Nvidia is putting its GH200 chips in European supercomputers, and researchers are getting their hands on those systems and releasing research papers with performance benchmarks. In the first paper, Understanding Data Movement in Tightly Coupled Heterogeneous Systems: A Case Study with the Grace Hopper Superchip, researchers benchmarked various applications of the GH200, which has an integrated CPU and GPU. The numbers highlighted the chip’s blazing speed and how AI and scientific application performance can benefit from the localized HBM3 and DDR5 memory.
One benchmark from the Alps system — which is still being upgraded — measures the GH200 performance when running AI applications.
Another paper, Boosting Earth System Model Outputs And Saving PetaBytes in their Storage Using Exascale Climate Emulators, measures the performance of large clusters of GH200 to AMD’s MI250X in Frontier, the Nvidia A100 in Leonardo, and the Nvidia V100 in Summit.

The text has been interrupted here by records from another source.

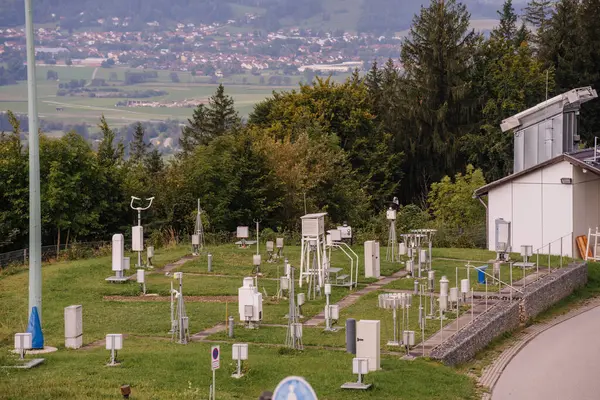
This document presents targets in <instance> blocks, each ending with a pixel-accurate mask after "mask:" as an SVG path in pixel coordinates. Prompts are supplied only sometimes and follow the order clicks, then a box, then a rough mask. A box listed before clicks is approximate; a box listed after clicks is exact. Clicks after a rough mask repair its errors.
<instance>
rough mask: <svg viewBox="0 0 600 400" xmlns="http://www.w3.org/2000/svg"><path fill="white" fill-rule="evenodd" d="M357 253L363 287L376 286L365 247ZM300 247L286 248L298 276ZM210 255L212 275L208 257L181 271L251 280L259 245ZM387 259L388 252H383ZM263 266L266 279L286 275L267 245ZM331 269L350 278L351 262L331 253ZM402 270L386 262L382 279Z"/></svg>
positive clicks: (336, 254) (263, 244) (264, 276)
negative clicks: (209, 270) (284, 274)
mask: <svg viewBox="0 0 600 400" xmlns="http://www.w3.org/2000/svg"><path fill="white" fill-rule="evenodd" d="M353 250H354V252H355V253H356V255H357V256H358V261H359V279H358V281H359V283H364V284H366V283H372V282H375V281H376V279H373V278H365V276H364V275H365V270H364V247H362V246H353ZM300 251H301V249H300V246H286V247H285V249H284V258H287V259H288V260H289V262H290V263H291V264H292V265H293V266H294V267H296V271H297V272H296V275H297V274H298V273H299V271H300ZM208 252H210V253H211V254H212V259H213V261H212V273H209V272H208V259H207V257H206V254H203V255H202V256H201V257H200V258H198V259H197V260H193V261H188V262H187V263H185V264H184V265H183V266H181V267H179V269H178V270H179V271H183V272H193V273H199V274H206V275H210V274H213V275H215V274H216V275H229V276H248V274H250V273H251V272H252V256H253V254H255V253H256V245H253V246H249V247H248V248H246V249H241V248H238V247H237V246H235V245H233V244H232V245H223V246H215V247H210V248H209V249H208ZM381 253H382V254H383V257H384V258H385V248H384V249H382V250H381ZM261 254H262V260H263V262H262V264H261V267H260V270H261V273H262V274H263V275H264V277H265V278H277V277H279V276H281V275H282V274H283V259H281V260H279V261H278V262H275V263H268V262H266V261H267V258H268V257H267V254H266V251H265V246H264V244H263V245H261ZM331 266H332V267H338V268H342V271H341V272H340V273H339V275H342V274H346V275H349V274H350V259H349V258H348V257H347V256H346V255H345V254H344V253H342V252H341V251H340V250H334V251H332V252H331ZM401 267H402V266H401V265H400V264H398V263H391V262H387V261H385V260H382V261H381V275H383V276H389V275H391V274H393V273H394V272H396V271H398V270H399V269H400V268H401Z"/></svg>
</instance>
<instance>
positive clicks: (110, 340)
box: [106, 333, 123, 367]
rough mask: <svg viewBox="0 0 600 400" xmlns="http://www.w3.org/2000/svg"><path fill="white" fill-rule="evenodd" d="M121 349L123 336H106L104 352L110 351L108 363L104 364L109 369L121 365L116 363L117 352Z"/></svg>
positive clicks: (122, 334) (122, 348)
mask: <svg viewBox="0 0 600 400" xmlns="http://www.w3.org/2000/svg"><path fill="white" fill-rule="evenodd" d="M121 349H123V334H121V333H110V334H108V335H106V350H110V362H109V363H108V364H106V365H107V366H109V367H114V366H115V365H119V364H121V363H120V362H119V361H117V351H119V350H121Z"/></svg>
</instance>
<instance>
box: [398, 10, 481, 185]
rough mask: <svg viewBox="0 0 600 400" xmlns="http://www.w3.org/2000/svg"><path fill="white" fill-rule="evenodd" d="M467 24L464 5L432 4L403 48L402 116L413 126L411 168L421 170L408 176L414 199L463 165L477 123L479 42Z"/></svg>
mask: <svg viewBox="0 0 600 400" xmlns="http://www.w3.org/2000/svg"><path fill="white" fill-rule="evenodd" d="M469 23H470V14H469V13H468V12H467V9H466V7H465V5H463V4H461V3H457V1H456V0H446V1H444V0H432V1H431V3H430V6H429V7H428V8H422V9H421V13H420V14H419V15H418V16H416V17H415V18H414V20H413V25H412V28H411V30H410V34H409V37H408V38H407V39H406V40H405V42H404V43H403V45H402V49H401V62H402V64H403V65H404V69H405V79H404V84H403V86H404V91H405V93H404V97H405V99H406V110H405V111H404V114H405V115H406V116H407V117H408V118H409V119H411V120H412V121H413V122H412V123H413V125H414V128H413V131H412V132H411V137H410V141H411V145H410V148H411V149H414V151H413V154H412V155H411V156H412V157H411V160H409V161H408V164H419V168H418V170H417V169H412V171H411V172H410V174H409V175H412V176H411V177H410V176H409V179H410V181H411V185H414V186H417V187H414V186H413V188H412V190H413V192H415V193H418V192H421V193H423V192H425V191H426V190H427V189H428V188H429V184H430V183H431V182H434V181H437V180H439V179H441V178H442V177H443V176H444V175H446V174H447V173H452V172H454V171H456V170H458V169H461V168H462V167H463V165H464V160H462V159H461V157H460V154H459V140H460V137H461V136H463V135H464V134H465V133H466V132H467V131H468V130H469V127H468V124H469V123H473V122H474V121H472V120H471V116H472V115H473V111H474V109H475V102H474V99H473V98H472V82H471V74H472V66H473V60H474V56H475V55H476V53H477V46H478V43H479V41H480V37H479V36H478V35H476V34H475V33H474V31H473V30H470V29H469Z"/></svg>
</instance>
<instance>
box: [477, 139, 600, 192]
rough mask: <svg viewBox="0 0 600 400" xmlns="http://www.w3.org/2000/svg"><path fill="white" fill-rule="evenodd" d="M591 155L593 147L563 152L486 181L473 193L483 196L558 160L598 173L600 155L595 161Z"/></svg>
mask: <svg viewBox="0 0 600 400" xmlns="http://www.w3.org/2000/svg"><path fill="white" fill-rule="evenodd" d="M593 157H594V149H593V148H591V149H584V150H578V151H574V152H572V153H564V154H561V155H559V156H556V157H554V158H551V159H550V160H547V161H544V162H542V163H539V164H536V165H534V166H533V167H531V168H528V169H524V170H522V171H519V172H517V173H515V174H512V175H508V176H505V177H504V178H502V179H498V180H497V181H494V182H492V183H488V184H487V185H485V186H482V187H480V188H479V189H477V190H475V192H474V194H473V195H474V196H475V197H481V196H484V195H486V194H488V193H489V191H490V190H492V189H494V188H496V187H498V186H502V185H504V184H505V183H508V182H511V181H513V180H514V179H517V178H519V177H521V176H525V175H527V174H529V173H531V172H534V171H537V170H538V169H540V168H544V167H547V166H550V165H554V164H558V163H559V162H562V161H567V162H569V163H571V164H572V165H578V166H580V167H581V168H585V169H587V170H588V171H590V172H592V173H594V174H596V175H600V156H599V157H598V161H597V162H594V161H591V159H592V158H593Z"/></svg>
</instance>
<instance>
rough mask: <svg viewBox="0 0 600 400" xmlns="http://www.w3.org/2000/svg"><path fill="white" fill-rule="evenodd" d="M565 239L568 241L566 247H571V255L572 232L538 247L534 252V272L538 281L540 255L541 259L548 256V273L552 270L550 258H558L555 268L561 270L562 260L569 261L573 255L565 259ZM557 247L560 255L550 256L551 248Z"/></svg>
mask: <svg viewBox="0 0 600 400" xmlns="http://www.w3.org/2000/svg"><path fill="white" fill-rule="evenodd" d="M566 239H568V242H567V243H568V245H569V246H571V253H572V252H573V232H571V233H568V234H566V235H564V236H562V237H560V238H558V239H556V240H554V241H552V242H550V243H548V244H546V245H544V246H542V247H540V248H539V249H537V250H535V251H534V254H535V255H536V263H535V265H536V272H537V274H538V279H539V272H540V255H541V256H542V257H545V256H546V255H547V256H548V272H550V271H551V268H552V257H559V259H558V261H556V262H557V268H562V267H563V262H564V259H565V258H566V259H568V260H570V259H571V258H572V256H573V254H571V257H566V256H565V241H566ZM557 245H558V246H559V248H560V253H559V254H552V248H553V247H554V248H555V249H556V246H557ZM546 248H547V249H548V252H547V253H545V252H544V249H546Z"/></svg>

The systems are former Top500 chart-toppers and are now in the top 10.
The GH200 links Nvidia’s proprietary 72 ARM Neoverse V2 CPU cores directly with 132 GPU streaming processors. The CPU and GPU communicate via the NVLink-C2C interconnect, which runs bidirectionally at 900GB/sec. It also has 96GB of HBM3 and pools different types of CPU and GPU memory.
The Informal GH200 Analysis
Researchers got their hands on a partition of the GH200 chips in the Alps supercomputer, which is being upgraded, and measured AI benchmarks on the CUDA 12.3 software stack. The Alps supercomputer is at the Swiss National Supercomputing Centre.
Alps is one of the first supercomputers with access to the GH200, and an optimized subsystem called “preAlps” is ranked number five on the Green500 list. It is based on HPE’s Slingshot interconnect, not Nvidia’s proprietary networking interface.
The researchers tested quad GH200 nodes. A unified memory pool “opens up new possibilities for scaling applications with large memory footprints that go beyond what is directly available to a single GPU or CPU,” the researchers said.
Each node had 288 CPU cores and four Hopper GPUs. The final quad configuration had 896GB of total memory, with each Superchip including 96GB of HBM3 and 128GB of LPDDR5 memory. Each node, containing four GH200 Superchips, was connected via the HPE Slingshot 11 with speeds of 800 Gb/s per node.
The researchers measured various read, write, and performance metrics when data was stored in HBM3 or LPDDR5 in the unified memory pool. When running workloads, data is temporarily stored in memory, and HBM3 is significantly faster than LPDDR5.
The AI performance based on GEMM algorithms, which take advantage of the AI-centric Tensor Cores in GPUs, was measured by researchers.
Performance of the superchip with HBM3 was 612 teraflops, and DDR was 59.2 teraflops. Performance for FP32 was 51.9 teraflops on HBM3 and was narrower with DDR5 at 22.9 teraflops. On FP64, the performance in HBM3 was 58.4 teraflops and 13.2 teraflops with DDR memory.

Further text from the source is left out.